Re: A Logical Model for Lists as Relations

From: Brian Selzer <brian_at_selzer-software.com>
Date: Wed, 10 May 2006 04:38:14 GMT
Message-ID: <W6e8g.70352$F_3.10413_at_newssvr29.news.prodigy.net>


"Marshall Spight" <marshall.spight_at_gmail.com> wrote in message news:1147218113.519014.27620_at_e56g2000cwe.googlegroups.com...
>I am interested in the question of how best to handle lists in a
> relation-oriented world. I have considered various approaches,
> usually oriented around adding a list collection type.
>
> But a list can be described as a relation. Most simply, an infinite
> list is a relation from the natural numbers to the target set,
> and a finite list is a relation from some finite contiguous subset
> [0..n] of the naturals to the target set. Generalizing, we could
> describe an n-ary list as a relation with an index attribute and
> zero or more other attributes.

I thought that whole numbers begin with 0 and natural numbers begin with 1.

I agree that using a separate attribute to represent the order makes sense, but from a practical standpoint, mapping list elements to the natural numbers often makes operations like insert, update and delete cumbersome and resource intensive. All that is really important is to be able to determine (1) whether or not two tuples are adjacent within a relation, and (2) which of the two adjacent tuples comes first.

Since the value assigned to the order attribute is arbitrary, notwithstanding the above conditions, wouldn't it make more sense to use a varchar to represent the order?

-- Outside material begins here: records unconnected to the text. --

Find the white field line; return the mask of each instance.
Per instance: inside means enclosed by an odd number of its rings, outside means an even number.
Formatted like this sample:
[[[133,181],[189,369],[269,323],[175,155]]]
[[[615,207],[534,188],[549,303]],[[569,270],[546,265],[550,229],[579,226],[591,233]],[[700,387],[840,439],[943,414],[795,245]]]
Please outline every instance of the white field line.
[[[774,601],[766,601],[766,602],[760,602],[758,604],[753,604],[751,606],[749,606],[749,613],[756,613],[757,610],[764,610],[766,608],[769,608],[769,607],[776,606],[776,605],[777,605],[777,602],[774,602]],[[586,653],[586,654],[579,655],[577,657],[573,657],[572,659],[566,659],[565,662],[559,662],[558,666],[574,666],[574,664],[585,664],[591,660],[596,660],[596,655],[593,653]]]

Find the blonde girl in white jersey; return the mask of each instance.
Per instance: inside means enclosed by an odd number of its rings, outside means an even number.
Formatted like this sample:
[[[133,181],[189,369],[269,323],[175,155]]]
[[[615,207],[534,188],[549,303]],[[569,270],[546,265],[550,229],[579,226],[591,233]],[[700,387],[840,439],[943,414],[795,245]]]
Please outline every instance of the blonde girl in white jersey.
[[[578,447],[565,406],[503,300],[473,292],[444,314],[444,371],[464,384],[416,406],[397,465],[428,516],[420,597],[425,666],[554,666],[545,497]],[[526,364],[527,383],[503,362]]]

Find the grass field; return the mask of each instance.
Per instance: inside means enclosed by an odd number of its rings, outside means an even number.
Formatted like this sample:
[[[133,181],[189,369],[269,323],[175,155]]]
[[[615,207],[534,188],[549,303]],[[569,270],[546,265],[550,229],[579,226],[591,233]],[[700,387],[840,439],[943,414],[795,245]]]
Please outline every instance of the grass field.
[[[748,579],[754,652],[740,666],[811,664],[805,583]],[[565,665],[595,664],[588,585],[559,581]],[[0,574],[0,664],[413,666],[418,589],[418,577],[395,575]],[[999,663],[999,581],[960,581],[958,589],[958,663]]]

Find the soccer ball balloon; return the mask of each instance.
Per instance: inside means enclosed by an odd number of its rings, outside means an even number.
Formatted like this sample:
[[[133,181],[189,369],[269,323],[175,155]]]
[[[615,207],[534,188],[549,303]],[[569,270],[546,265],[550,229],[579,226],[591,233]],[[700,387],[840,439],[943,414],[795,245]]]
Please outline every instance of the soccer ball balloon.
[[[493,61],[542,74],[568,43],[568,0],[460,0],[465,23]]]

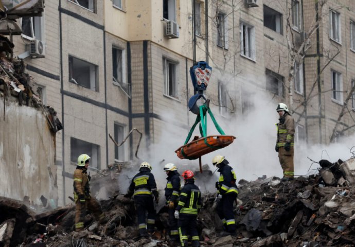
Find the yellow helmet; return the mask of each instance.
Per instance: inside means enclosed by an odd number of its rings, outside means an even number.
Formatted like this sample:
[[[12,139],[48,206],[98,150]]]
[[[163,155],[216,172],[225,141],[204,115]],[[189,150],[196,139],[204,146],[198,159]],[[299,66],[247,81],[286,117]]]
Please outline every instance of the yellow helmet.
[[[145,161],[144,162],[142,162],[140,164],[140,166],[139,167],[139,169],[141,168],[142,167],[148,167],[151,170],[153,170],[153,168],[152,167],[152,166],[150,165],[149,163],[147,162],[146,161]]]
[[[90,156],[87,154],[83,153],[78,157],[78,165],[79,166],[85,166],[85,163],[87,160],[90,158]]]
[[[214,166],[217,166],[219,164],[221,164],[225,159],[225,158],[224,156],[220,155],[216,155],[213,158],[213,160],[212,160],[212,164],[213,164]]]

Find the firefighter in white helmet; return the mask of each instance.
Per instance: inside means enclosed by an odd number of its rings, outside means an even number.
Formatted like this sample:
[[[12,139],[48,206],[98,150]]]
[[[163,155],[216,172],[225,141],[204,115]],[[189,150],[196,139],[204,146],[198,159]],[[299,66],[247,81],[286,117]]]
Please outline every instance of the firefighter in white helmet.
[[[276,123],[277,138],[275,150],[278,152],[278,158],[283,171],[283,181],[293,179],[293,155],[295,135],[295,120],[290,114],[287,105],[280,103],[276,111],[280,117]]]
[[[157,203],[159,193],[156,189],[155,179],[151,172],[152,169],[148,162],[142,162],[139,172],[132,179],[128,191],[125,195],[126,197],[130,198],[133,196],[134,198],[138,228],[141,237],[148,237],[148,233],[153,233],[155,224],[156,211],[153,196]],[[148,216],[146,217],[147,212]]]
[[[174,216],[175,208],[177,205],[179,197],[180,196],[181,183],[177,168],[172,163],[168,163],[164,166],[164,171],[166,172],[168,182],[165,187],[165,199],[169,207],[169,227],[171,242],[179,241],[177,230],[177,220]]]
[[[74,171],[74,201],[75,202],[75,231],[79,232],[84,229],[84,218],[86,208],[94,214],[99,222],[102,222],[104,215],[99,202],[90,195],[89,182],[91,179],[87,175],[90,157],[82,154],[78,157],[78,165]]]

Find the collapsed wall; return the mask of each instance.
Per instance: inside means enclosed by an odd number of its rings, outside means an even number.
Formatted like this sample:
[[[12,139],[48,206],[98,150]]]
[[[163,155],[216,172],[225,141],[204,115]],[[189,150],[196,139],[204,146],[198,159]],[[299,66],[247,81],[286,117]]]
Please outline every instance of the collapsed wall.
[[[46,116],[0,97],[0,195],[36,205],[42,195],[57,201],[55,155]]]

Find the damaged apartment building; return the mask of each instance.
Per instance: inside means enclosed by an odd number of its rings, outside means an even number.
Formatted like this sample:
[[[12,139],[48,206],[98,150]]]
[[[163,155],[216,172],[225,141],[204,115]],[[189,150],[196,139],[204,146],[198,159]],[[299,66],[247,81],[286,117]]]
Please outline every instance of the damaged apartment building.
[[[319,2],[47,0],[42,16],[19,19],[14,56],[63,123],[56,134],[59,204],[72,194],[81,153],[92,157],[93,172],[134,158],[138,137],[117,147],[109,134],[119,143],[137,128],[143,154],[165,130],[187,133],[193,39],[201,61],[208,38],[206,94],[217,117],[233,126],[262,114],[255,103],[262,92],[264,107],[289,105],[298,139],[328,144],[353,133],[355,3]]]

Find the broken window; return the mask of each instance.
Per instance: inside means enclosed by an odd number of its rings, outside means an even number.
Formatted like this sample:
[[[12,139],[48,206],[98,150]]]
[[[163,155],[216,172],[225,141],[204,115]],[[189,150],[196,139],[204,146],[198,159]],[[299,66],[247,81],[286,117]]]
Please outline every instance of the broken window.
[[[222,116],[225,116],[227,113],[227,100],[228,94],[225,85],[221,81],[218,82],[218,107],[219,113]]]
[[[70,137],[70,161],[73,165],[77,164],[78,157],[83,153],[85,153],[91,157],[90,167],[97,169],[100,168],[100,146],[76,138]]]
[[[343,104],[343,90],[342,74],[334,70],[331,71],[332,99]]]
[[[23,17],[21,19],[22,37],[29,40],[43,40],[42,16]]]
[[[164,76],[164,94],[177,98],[176,64],[163,58],[163,72]]]
[[[116,122],[114,126],[115,140],[118,144],[120,144],[125,138],[125,127]],[[119,147],[115,145],[115,160],[119,161],[125,160],[125,144],[122,144]]]
[[[228,49],[228,23],[225,14],[219,13],[217,15],[217,45]]]
[[[119,9],[123,9],[122,0],[112,0],[113,6]]]
[[[240,55],[255,60],[255,31],[254,27],[241,22],[239,28]]]
[[[299,30],[301,28],[300,16],[299,11],[299,2],[297,0],[292,0],[291,11],[292,13],[292,26]]]
[[[282,34],[282,14],[264,5],[264,26]]]
[[[297,93],[303,95],[303,64],[299,64],[297,62],[295,62],[294,69],[295,91]]]
[[[95,0],[69,0],[78,5],[95,12]]]
[[[283,96],[283,77],[277,73],[266,69],[266,89],[279,96]]]
[[[97,66],[69,56],[69,81],[77,85],[99,91],[97,82]]]
[[[340,43],[340,14],[331,11],[329,14],[330,22],[330,39]]]
[[[350,47],[355,50],[355,22],[350,23]]]
[[[199,36],[201,35],[201,3],[194,0],[195,9],[195,34]]]
[[[163,0],[163,17],[169,21],[176,21],[175,0]]]

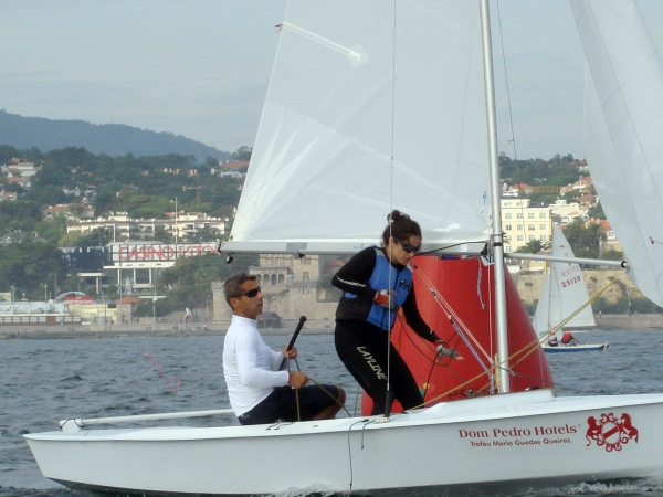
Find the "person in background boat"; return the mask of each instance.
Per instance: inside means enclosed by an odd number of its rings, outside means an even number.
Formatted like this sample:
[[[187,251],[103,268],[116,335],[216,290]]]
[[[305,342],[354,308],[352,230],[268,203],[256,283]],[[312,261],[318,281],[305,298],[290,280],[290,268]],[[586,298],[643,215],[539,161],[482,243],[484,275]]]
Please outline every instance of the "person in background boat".
[[[256,277],[238,274],[225,281],[223,290],[233,313],[223,340],[223,377],[240,423],[333,419],[345,403],[344,390],[330,384],[306,387],[305,373],[284,369],[285,359],[297,357],[297,349],[288,351],[284,346],[276,352],[257,331],[263,294]]]
[[[357,253],[333,277],[344,294],[336,310],[334,341],[338,357],[373,401],[371,414],[387,406],[387,367],[390,390],[404,410],[421,406],[423,396],[398,350],[388,346],[388,331],[402,307],[408,325],[439,347],[440,356],[462,357],[445,347],[417,308],[410,261],[421,246],[421,228],[409,215],[392,211],[382,233],[382,246]],[[390,409],[391,404],[389,404]]]
[[[571,335],[571,331],[567,329],[564,332],[564,335],[561,336],[561,343],[566,347],[571,347],[571,346],[577,346],[578,340],[576,340],[576,337],[573,337]]]

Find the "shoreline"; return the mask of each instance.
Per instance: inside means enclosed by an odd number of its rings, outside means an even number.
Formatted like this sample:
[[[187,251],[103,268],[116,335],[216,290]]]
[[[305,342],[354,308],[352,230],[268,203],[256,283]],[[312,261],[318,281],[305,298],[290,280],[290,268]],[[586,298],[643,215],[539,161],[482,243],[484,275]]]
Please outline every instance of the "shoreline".
[[[281,328],[260,329],[262,335],[292,335],[298,320],[285,320]],[[0,327],[0,340],[36,340],[36,339],[77,339],[77,338],[182,338],[182,337],[222,337],[229,322],[212,324],[211,328],[190,326],[180,329],[161,325],[157,328],[145,325],[113,325],[104,329],[101,325],[88,326],[6,326]],[[330,335],[334,321],[307,321],[302,329],[303,335]]]
[[[663,331],[663,315],[606,315],[596,316],[597,330],[661,330]],[[298,320],[293,319],[283,322],[281,328],[261,329],[263,335],[292,335]],[[7,326],[0,328],[0,340],[21,339],[77,339],[77,338],[182,338],[182,337],[210,337],[224,336],[228,322],[212,324],[212,328],[203,329],[200,326],[175,329],[160,326],[152,328],[144,325],[114,325],[110,329],[104,329],[101,325],[90,326]],[[307,321],[303,335],[332,335],[334,334],[334,321]]]

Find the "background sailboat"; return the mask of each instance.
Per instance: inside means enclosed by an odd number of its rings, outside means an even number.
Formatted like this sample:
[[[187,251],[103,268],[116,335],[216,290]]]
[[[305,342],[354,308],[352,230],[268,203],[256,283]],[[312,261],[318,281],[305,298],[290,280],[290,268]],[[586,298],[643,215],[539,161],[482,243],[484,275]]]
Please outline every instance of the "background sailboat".
[[[552,226],[550,246],[554,257],[573,257],[573,251],[557,224]],[[550,263],[550,271],[546,274],[534,315],[534,327],[539,336],[546,338],[541,343],[546,352],[606,350],[608,343],[579,343],[575,347],[564,347],[561,345],[564,330],[596,327],[587,285],[578,264]],[[548,346],[548,338],[552,336],[550,331],[555,331],[559,346]]]
[[[585,146],[593,186],[629,263],[663,306],[663,62],[632,1],[571,1],[588,62]]]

For example, given the list: (15, 33, 2), you could represent it as the relation:

"A", 15
"B", 33
"C", 2

If the value 88 is to be inserted between 15 and 33, you get:

"A", 15
"AM", 88
"B", 33
"C", 2

If the value 33 is then deleted from the list, you get:

"A", 15
"AM", 88
"C", 2

If the value 25 is then appended to the list, you get:

"A", 15
"AM", 88
"C", 2
"D", 25

It should be obvious that with this mechanism, modifications would require a lot less work and consequently, fewer writes while preserving the ability to present the information in order.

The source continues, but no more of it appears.